Le donne di questo romanzo vivono le passioni in maniera spregiudicata e spontanea, assecondando più l’istinto che la ragione. E si trovano benissimo. La figura principale è Martina, che, come la mamma Vienna e la nonna Ines, rifiuta il conformismo e nutre invece una profonda consapevolezza della vocazione più autentica della donna: quella di generare la vita. Avrà tre figlie da tre uomini diversi e non sposerà mai nessuno di loro, esprimendo così la singolarità del suo personaggio, che supera il femminismo per seguire la via della femminilità. Intorno a lei ruotano altre figure, che vanno a comporre un “ritratto di signore”.


3. VICOLO DELLA DUCHESCA

TRAMA

Un romanzo che comincia nei primi anni del secolo scorso e arriva ai giorni nostri. La storia di due donne che provengono da ambienti opposti, l’antica aristocrazia del sud Tirolo e i bassi napoletani. Le loro vicende si intrecciano nel corso del tempo, creando un affresco del mondo femminile. Josefa e Teresella attraversano la vita tra mille vicissitudini con tenacia, coraggio e senza mai scendere a compromessi.


4. LEZIONE DI TANGO

TRAMA

Sentimenti forti e grandi passioni dominano le due protagoniste di questo romanzo: una è Giovanna, affascinante antiquaria milanese, l’altra è Matilde, un’anziana diseredata che il mondo rifiuta. Vivono nello stesso quartiere dove raramente si incontrano: l’una è inquieta e infelice, l’altra scostante e orgogliosa, ma un giorno il destino le unisce in una singolare amicizia. Matilde aiuterà la giovane a ritrovare la serenità e l’amore, mentre Giovanna accompagnerà Matilde lungo il viale del tramonto…


5. 6 APRILE ’96

TRAMA

Una mattina d’estate qualcuno colpisce violentemente alla nuca una bellissima donna, mentre sta pregando nella chiesa milanese di San Marco. Trasportata in ospedale e operata, la giovane non ricorda più nulla del suo passato e deve iniziare un difficile lavoro di recupero della propria identità. Poco a poco i ricordi riaffiorano e, faticosamente, restituiscono alla donna i tasselli della sua storia.

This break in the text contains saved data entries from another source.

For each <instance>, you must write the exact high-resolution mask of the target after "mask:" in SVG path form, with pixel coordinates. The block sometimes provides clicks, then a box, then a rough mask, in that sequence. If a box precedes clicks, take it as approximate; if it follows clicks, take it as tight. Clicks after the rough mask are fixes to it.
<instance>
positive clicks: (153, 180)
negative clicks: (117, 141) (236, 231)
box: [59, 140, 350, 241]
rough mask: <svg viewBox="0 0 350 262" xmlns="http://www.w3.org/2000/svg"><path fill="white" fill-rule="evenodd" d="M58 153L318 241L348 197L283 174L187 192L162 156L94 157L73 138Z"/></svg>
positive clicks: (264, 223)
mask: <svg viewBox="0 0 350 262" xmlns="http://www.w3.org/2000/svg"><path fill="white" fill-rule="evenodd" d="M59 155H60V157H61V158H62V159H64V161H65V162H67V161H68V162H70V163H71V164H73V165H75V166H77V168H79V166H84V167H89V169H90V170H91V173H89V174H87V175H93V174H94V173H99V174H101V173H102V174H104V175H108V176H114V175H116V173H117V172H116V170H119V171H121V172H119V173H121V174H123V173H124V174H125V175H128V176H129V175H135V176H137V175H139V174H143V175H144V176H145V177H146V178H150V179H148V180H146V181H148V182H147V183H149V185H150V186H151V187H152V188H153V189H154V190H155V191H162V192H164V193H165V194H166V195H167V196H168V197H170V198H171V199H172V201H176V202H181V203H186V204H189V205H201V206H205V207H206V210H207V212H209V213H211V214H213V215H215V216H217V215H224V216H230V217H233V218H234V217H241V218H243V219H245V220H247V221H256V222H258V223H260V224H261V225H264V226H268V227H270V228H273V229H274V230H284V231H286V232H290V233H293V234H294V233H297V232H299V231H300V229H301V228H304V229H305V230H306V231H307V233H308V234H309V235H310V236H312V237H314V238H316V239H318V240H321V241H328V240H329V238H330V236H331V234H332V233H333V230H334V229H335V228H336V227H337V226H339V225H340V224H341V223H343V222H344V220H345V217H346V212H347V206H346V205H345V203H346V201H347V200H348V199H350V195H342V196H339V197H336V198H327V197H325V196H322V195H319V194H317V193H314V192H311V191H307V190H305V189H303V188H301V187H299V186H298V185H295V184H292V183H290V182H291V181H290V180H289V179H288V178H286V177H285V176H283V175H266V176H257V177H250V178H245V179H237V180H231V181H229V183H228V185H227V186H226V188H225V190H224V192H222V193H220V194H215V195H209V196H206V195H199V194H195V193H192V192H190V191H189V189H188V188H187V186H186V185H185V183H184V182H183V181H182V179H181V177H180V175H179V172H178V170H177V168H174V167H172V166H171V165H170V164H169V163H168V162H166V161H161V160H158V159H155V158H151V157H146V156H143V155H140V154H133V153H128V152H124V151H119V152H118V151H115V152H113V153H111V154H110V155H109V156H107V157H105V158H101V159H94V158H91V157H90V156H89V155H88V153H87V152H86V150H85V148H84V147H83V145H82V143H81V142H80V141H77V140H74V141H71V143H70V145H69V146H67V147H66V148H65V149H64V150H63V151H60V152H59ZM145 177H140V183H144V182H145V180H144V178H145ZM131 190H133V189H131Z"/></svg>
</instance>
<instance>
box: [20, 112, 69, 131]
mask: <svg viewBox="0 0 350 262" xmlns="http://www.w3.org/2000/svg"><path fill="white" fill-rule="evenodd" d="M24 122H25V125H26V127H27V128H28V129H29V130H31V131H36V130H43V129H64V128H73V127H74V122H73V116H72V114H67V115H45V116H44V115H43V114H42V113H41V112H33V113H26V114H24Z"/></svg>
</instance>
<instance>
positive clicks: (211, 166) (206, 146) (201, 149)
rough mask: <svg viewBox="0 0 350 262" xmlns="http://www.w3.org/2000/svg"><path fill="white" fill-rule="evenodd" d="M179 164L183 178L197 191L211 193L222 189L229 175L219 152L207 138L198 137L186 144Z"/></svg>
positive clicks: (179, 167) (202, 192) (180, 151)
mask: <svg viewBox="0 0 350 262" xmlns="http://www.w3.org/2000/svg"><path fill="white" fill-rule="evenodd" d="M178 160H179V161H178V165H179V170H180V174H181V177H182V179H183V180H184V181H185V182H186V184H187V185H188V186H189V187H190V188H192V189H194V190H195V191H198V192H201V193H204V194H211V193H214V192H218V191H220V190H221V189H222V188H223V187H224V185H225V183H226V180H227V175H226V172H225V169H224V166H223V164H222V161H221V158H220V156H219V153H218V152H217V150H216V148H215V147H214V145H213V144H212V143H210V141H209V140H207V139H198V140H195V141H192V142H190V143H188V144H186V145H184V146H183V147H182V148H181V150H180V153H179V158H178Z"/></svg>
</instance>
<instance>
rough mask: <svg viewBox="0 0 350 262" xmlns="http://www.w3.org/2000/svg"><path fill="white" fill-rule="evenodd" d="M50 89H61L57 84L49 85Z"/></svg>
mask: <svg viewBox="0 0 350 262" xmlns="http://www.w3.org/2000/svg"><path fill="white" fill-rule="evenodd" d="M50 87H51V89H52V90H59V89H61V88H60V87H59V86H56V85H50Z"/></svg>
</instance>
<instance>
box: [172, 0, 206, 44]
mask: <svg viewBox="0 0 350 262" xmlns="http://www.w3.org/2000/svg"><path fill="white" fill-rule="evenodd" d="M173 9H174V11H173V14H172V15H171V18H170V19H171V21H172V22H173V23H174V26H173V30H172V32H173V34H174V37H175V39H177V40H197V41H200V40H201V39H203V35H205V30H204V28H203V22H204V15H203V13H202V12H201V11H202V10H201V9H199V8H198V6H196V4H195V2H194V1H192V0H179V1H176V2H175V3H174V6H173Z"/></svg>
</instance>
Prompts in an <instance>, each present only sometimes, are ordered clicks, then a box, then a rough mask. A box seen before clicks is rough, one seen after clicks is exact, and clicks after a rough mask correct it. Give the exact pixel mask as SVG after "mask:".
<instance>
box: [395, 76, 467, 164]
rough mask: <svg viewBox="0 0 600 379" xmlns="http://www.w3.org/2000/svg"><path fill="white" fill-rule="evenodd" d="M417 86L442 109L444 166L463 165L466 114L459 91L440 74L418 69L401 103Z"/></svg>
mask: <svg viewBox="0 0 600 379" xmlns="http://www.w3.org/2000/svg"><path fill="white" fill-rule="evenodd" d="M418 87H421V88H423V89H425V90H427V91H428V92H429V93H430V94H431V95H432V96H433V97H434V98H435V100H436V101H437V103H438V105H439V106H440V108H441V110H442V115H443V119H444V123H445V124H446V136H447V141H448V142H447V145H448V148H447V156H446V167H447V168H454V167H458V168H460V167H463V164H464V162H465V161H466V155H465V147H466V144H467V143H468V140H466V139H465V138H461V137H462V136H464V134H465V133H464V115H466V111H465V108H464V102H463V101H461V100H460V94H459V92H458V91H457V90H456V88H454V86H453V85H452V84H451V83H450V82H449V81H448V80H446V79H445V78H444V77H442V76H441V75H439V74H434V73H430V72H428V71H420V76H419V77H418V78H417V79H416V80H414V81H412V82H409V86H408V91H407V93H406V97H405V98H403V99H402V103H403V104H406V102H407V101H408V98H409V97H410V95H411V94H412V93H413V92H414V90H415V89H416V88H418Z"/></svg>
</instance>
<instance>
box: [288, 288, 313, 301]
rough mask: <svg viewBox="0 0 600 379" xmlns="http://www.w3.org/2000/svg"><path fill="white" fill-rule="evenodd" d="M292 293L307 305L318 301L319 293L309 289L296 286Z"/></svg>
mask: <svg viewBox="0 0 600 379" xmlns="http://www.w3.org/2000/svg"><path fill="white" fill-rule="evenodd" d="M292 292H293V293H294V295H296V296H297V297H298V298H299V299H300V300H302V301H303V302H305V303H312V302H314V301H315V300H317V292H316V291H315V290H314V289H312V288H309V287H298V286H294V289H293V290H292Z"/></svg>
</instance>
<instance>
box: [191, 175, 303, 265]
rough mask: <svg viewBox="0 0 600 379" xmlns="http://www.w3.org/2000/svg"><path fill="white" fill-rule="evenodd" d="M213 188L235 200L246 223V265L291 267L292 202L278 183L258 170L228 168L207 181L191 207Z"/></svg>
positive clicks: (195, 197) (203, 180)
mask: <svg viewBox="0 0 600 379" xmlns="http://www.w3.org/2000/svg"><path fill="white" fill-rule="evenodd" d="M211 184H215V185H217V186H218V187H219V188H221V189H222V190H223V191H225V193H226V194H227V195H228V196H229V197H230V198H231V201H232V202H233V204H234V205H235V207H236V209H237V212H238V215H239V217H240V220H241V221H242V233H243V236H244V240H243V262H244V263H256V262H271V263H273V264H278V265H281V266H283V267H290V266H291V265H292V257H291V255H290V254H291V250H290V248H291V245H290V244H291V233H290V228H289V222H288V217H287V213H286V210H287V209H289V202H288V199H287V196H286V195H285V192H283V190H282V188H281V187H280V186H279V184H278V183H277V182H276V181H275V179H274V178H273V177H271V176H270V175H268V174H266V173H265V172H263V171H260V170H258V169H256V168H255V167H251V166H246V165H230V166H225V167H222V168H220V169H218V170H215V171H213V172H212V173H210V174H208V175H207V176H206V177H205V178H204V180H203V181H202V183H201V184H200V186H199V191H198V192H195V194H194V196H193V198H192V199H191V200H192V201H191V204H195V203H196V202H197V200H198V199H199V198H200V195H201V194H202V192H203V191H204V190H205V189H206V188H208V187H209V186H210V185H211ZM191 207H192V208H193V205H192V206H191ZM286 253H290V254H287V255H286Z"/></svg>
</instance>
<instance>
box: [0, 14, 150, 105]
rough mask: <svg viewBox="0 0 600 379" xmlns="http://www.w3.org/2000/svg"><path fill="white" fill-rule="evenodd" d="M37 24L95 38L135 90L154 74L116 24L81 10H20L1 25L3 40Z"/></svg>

Rosa, Martina, Josefa, Teresella, Giovanna, Matilde e Irene: queste sono le donne di Sveva. Le loro storie sono un inno al femminismo, al riscatto sociale di tutte le mogli, le madri e le figlie che, anche solo una volta nella vita, si sono sentite oppresse e messe da parte. Queste donne hanno saputo dare un calcio alla vita che era stata loro preconfezionata, hanno combattuto contro uomini che volevano piegarle e hanno vinto.